“High Availability isn’t something you buy, it’s something that you do.” – John Nicholson
Few things are more universally desired in IT than High Availability (HA) solutions. I mean really, say those words and any IT Pro will instantly say that they want that. HA for their servers, their apps, their storage and, of course, even their desktops. If there was a checkbox next to any system that simply said “HA”, why wouldn’t we check it? We would, of course. No one voluntarily wants a system that fails a lot. Failure bad, success good.

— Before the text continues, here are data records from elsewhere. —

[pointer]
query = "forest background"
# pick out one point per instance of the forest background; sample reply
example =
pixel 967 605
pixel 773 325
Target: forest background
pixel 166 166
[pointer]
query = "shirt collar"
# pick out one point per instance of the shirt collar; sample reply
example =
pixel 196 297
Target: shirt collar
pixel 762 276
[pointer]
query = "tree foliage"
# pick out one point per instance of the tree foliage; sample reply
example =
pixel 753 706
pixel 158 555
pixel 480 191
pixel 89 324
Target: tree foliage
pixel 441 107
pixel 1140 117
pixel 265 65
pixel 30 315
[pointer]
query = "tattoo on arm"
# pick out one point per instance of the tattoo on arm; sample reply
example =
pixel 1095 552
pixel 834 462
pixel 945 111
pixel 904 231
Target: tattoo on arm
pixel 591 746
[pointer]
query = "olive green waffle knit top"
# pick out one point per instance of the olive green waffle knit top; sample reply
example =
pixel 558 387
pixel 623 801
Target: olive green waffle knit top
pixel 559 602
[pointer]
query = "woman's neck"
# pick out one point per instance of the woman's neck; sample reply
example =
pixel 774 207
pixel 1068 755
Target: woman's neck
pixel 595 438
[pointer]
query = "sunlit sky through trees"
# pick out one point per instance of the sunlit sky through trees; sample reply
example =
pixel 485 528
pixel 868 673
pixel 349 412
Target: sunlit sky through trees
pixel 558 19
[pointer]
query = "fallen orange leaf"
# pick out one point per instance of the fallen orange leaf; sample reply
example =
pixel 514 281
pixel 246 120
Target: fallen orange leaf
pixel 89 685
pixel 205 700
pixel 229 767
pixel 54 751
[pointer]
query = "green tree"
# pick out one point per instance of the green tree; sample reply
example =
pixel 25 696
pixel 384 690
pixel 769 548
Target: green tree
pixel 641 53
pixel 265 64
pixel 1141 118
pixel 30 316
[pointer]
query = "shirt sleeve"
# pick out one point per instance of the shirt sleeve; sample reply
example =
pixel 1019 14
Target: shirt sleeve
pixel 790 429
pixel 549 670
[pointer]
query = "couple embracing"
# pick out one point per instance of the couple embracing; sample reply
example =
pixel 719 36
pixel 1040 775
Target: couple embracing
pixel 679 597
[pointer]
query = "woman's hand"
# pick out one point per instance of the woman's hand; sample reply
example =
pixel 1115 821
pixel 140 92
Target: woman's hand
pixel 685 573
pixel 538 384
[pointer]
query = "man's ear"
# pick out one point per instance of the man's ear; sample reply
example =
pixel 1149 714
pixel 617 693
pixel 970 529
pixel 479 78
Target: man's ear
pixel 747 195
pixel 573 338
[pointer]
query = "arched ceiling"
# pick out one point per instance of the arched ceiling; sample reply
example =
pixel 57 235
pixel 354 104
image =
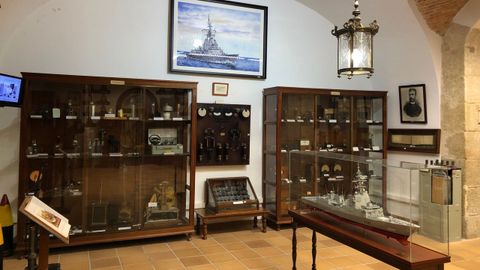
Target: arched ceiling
pixel 438 14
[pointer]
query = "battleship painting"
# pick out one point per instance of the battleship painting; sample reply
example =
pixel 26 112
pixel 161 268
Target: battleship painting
pixel 210 52
pixel 218 38
pixel 359 209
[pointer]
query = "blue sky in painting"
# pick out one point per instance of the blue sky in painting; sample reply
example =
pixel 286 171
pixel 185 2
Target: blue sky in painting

First, though, we must define HA. HA can mean many things. At a minimum, HA must mean that the availability of the system in question must be higher than “normal”. What is normal? That alone is hard enough to define. HA is a loose term, at best. In the context of its most common usage, though, which is common applications running on normal enterprise hardware I would offer this starting point for HA discussions:
Normal or Standard Availability (SA) would be defined as the availability from a common mainline server running a common enterprise operating system running a common enterprise application in a best practices environment with enterprise support. Good examples of this might include Exchange running on Windows Server running on the HP Proliant DL380 (the most common mainline commodity server.) Or for BIND (the DNS server) running on Red Hat Enterprise Linux on the Dell PowerEdge R730. These are just examples to be used for establishing a rough baseline. There is no great way to measure this, but with a good support contract and rapid repair or replacement in the real world, reliability of a system of this nature is believed to be between four and five nines of reliability (99.99% uptime or higher) when human failure is not included.
High Availability (HA) should be commonly defined as having an availability significantly higher than that of Standard Availability. Significantly higher should be a minimum of one order of magnitude hincrease. So at least five nines of reliability and more likely six nines. (99.9999% uptime.)
Low Availability (LA) would be commonly defined as having an availability significantly lower than that of Standard Availability with significantly, again, meaning at least one order of magnitude. So LA would typically be assumed to be around 99% to 99.9% or lower availability.
Measurement here is very difficult as human factors, environmental and other play a massive role in determining the uptime of different configurations. The same gear used in one role might achieve five nines while in another fail to achieve even one. The quality of the datacenter, skill of the support staff, rapidity of parts replacement, granularity of monitoring and a multitude of other factors will affect the overall reliability significantly. This is not necessarily a problem for us, however. In most cases we can evaluate the portions of a system design that we control in such a way that relative reliability can be determined so that at least we can show that one approach is going to be superior to another in order that we can then leverage well informed decision making even if accurate failure rate models cannot be easily built.
It is important to note that other than providing a sample baseline set of examples from which to work there is nothing in the definitions of high availability or low availability that talk about how these levels should be achieved – that is not what the terms mean. The terms are resultant sets of reliability in relation to the baseline and nothing else. There are many ways to achieve high availability without using commonly assumed approaches and practically unlimited ways to achieve low availability.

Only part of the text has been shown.